Is this just an AdBlock issue or a general extensibility issue with Chrome?


According to the author of AdBlock for Chrome, it is a Chrome issue only.

https://chrome.google.com/extensions/detail/gighmmpiobklfepjocnamgkk...

Webkit in Safari apparently does not suffer the same issue.

http://code.google.com/p/chromium/issues/detail?id=35897#c63
A partial solution to this problem is now available. Chrome now contains an event accessible to content scripts called "beforeload".


"beforeload" is a partial solution only in Chrome, apparently some percentage of "loads" still occur only in Chrome.

Reply Parent Score: 2

RE[5]: I need NoScript
by flanque on Fri 24th Sep 2010 12:45 in reply to "RE[4]: I need NoScript"
flanque Member since:
2005-12-15

What I am getting at is whether or not there is some sort of API deficiency in Chrome compared to Firefox with respect to making Chrome extensible like Firefox is.

Do you know?

Reply Parent Score: 2

RE[6]: I need NoScript
by lemur2 on Fri 24th Sep 2010 13:17 in reply to "RE[5]: I need NoScript"
lemur2 Member since:
2007-02-17

What I am getting at is whether or not there is some sort of API deficiency in Chrome compared to Firefox with respect to making Chrome extensible like Firefox is.

Do you know?


Firefox and Chrome are both extensible using web technologies such as HTML, JavaScript, and CSS.
http://code.google.com/chrome/extensions/
Extensions are small software programs that can modify and enhance the functionality of Google Chrome. You write them using web technologies such as HTML, JavaScript, and CSS.


https://jetpack.mozillalabs.com/
Jetpack is a project to make it easy to build Firefox add-ons using common web technologies like HTML, JavaScript, and CSS.


HTML, JavaScript, and CSS are standardised, and they work the same way in both Chrome and Firefox AFAIK.

The particular problem for Adblock in Chrome, as far as I know, concerns the hook or trigger event (for the HTML, JavaScript, and CSS elements) called "beforeload". AFAIK, in Chrome only, the "beforeload" trigger doesn't always actually fire before all loads.
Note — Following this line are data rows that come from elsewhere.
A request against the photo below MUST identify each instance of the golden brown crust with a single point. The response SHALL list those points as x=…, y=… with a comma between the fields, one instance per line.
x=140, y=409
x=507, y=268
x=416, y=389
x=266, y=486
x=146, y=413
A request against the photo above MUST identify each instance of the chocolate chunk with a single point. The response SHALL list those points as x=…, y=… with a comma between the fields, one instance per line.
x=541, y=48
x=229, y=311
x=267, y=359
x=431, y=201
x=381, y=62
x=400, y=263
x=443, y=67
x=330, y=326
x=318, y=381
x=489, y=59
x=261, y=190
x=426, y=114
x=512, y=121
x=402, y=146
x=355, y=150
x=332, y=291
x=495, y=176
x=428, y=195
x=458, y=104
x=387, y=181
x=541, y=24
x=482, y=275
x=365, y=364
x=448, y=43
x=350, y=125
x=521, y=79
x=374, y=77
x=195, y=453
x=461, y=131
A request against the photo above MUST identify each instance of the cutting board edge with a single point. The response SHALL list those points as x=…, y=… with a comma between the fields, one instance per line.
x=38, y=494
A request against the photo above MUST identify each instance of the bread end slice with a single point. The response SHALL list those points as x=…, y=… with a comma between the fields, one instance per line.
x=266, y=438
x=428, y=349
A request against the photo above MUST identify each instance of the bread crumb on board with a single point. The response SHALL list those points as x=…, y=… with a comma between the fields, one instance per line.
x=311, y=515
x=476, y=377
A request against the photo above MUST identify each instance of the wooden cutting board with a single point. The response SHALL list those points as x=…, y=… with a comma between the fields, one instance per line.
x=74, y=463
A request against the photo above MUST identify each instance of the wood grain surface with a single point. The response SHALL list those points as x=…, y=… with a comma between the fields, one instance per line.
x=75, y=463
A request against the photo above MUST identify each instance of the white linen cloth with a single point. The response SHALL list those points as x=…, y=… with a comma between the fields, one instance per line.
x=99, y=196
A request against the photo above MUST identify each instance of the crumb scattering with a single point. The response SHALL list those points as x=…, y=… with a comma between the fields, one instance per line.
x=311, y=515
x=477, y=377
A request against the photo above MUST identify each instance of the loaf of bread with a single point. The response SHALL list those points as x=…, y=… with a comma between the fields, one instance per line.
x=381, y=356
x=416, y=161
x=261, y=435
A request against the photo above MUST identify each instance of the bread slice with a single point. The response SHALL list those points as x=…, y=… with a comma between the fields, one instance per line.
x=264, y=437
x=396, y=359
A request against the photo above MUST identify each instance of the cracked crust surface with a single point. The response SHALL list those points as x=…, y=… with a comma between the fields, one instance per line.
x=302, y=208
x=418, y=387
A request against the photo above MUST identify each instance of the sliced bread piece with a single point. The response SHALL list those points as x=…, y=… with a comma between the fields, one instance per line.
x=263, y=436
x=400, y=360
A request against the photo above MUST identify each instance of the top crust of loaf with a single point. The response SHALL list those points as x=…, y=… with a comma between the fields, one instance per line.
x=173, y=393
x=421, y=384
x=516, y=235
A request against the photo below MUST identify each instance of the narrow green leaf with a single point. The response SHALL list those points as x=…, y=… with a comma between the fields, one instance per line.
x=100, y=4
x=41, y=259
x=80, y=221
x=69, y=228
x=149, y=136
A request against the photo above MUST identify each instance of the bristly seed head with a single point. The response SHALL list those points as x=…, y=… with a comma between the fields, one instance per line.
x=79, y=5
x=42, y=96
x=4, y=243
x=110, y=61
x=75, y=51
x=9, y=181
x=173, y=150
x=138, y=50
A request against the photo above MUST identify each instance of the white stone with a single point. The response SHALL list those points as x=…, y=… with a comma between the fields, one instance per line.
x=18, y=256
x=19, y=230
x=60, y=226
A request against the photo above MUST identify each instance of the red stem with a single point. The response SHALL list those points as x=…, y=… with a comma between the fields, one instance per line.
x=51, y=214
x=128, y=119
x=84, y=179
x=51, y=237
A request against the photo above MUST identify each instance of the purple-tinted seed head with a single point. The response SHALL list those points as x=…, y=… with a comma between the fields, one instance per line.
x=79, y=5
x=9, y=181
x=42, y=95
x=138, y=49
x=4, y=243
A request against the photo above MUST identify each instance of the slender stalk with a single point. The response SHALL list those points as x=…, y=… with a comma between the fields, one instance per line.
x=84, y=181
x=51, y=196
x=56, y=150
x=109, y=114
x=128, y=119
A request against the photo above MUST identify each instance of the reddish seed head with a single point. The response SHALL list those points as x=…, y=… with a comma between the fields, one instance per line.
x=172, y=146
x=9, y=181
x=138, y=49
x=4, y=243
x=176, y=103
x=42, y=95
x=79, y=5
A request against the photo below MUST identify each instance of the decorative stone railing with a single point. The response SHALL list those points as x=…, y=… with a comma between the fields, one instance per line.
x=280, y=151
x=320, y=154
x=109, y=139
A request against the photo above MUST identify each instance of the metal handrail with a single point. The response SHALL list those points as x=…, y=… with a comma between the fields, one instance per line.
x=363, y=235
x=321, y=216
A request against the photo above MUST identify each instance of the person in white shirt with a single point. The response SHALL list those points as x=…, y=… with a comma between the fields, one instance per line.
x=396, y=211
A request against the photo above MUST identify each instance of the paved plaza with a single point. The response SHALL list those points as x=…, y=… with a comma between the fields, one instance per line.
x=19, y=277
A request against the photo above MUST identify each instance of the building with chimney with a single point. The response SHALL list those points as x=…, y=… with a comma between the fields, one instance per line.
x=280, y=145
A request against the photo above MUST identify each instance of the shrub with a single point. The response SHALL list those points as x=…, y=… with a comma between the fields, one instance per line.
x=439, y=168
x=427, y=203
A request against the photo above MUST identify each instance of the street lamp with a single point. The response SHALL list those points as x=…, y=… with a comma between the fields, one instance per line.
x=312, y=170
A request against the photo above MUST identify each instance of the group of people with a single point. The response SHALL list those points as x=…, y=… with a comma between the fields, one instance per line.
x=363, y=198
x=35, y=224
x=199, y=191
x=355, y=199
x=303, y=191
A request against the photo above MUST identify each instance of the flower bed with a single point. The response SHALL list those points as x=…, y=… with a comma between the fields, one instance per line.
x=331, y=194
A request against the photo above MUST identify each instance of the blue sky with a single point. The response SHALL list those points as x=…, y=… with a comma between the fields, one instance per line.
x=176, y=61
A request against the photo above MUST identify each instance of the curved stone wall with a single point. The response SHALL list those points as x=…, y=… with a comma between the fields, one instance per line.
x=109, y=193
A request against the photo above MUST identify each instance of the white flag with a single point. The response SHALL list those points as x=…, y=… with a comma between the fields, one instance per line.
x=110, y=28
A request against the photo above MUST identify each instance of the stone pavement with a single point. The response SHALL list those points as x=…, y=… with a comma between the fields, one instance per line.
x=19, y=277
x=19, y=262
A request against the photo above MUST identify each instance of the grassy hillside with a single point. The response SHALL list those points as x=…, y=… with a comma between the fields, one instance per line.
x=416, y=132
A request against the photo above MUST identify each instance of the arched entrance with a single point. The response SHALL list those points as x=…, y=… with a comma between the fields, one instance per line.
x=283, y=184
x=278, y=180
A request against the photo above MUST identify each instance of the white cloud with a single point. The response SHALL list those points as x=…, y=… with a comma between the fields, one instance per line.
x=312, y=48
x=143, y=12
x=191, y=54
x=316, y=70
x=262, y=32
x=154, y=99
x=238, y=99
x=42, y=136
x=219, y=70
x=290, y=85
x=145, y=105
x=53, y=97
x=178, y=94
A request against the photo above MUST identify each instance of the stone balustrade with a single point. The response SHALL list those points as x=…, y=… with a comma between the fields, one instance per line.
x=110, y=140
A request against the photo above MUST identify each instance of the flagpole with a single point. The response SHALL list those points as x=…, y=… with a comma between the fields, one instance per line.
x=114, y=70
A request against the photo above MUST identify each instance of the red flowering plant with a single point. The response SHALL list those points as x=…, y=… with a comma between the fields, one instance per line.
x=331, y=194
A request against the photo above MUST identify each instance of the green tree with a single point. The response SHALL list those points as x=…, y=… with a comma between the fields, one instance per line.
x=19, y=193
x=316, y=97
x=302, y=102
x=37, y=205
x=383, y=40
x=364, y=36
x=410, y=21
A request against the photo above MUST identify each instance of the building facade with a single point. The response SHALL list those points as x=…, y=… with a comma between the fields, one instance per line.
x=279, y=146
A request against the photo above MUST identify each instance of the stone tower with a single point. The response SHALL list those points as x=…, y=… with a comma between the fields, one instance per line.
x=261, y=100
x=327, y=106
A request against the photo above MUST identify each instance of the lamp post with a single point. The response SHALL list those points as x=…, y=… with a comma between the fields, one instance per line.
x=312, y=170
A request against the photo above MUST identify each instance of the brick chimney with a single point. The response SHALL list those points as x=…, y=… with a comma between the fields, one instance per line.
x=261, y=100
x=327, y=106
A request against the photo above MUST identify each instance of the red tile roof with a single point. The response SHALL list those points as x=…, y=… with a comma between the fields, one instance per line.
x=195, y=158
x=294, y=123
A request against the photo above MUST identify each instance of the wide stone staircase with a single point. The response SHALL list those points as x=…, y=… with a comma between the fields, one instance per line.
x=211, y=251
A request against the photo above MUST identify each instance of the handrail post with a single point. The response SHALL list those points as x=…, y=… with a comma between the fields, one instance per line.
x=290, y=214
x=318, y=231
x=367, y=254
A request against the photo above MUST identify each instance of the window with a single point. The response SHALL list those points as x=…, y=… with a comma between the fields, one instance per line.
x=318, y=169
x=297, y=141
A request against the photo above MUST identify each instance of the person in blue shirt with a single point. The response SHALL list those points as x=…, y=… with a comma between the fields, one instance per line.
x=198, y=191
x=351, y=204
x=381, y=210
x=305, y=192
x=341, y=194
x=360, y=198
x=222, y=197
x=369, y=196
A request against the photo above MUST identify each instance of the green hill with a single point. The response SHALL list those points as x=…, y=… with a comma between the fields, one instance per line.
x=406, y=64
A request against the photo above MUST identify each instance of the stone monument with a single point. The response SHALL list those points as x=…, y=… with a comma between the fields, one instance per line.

Therefore, the loading of some elements that one might like to suppress is not always suppressed.

Firefox can also have extensions via its implementation of XUL.
https://developer.mozilla.org/En/XUL
XUL (XML User Interface Language) is Mozilla's XML-based language that lets you build feature-rich cross platform applications that can run connected or disconnected from the Internet.


XUL (not Jetpack) is the way extensions for Mozilla work right now. AFAIK, Mozilla want to make Jetpack the future direction, not XUL.

Chrome has nothing like the equivalent of XUL.

This is about the extent of what I think I know about it. Some of this "understanding" may in fact be dead wrong.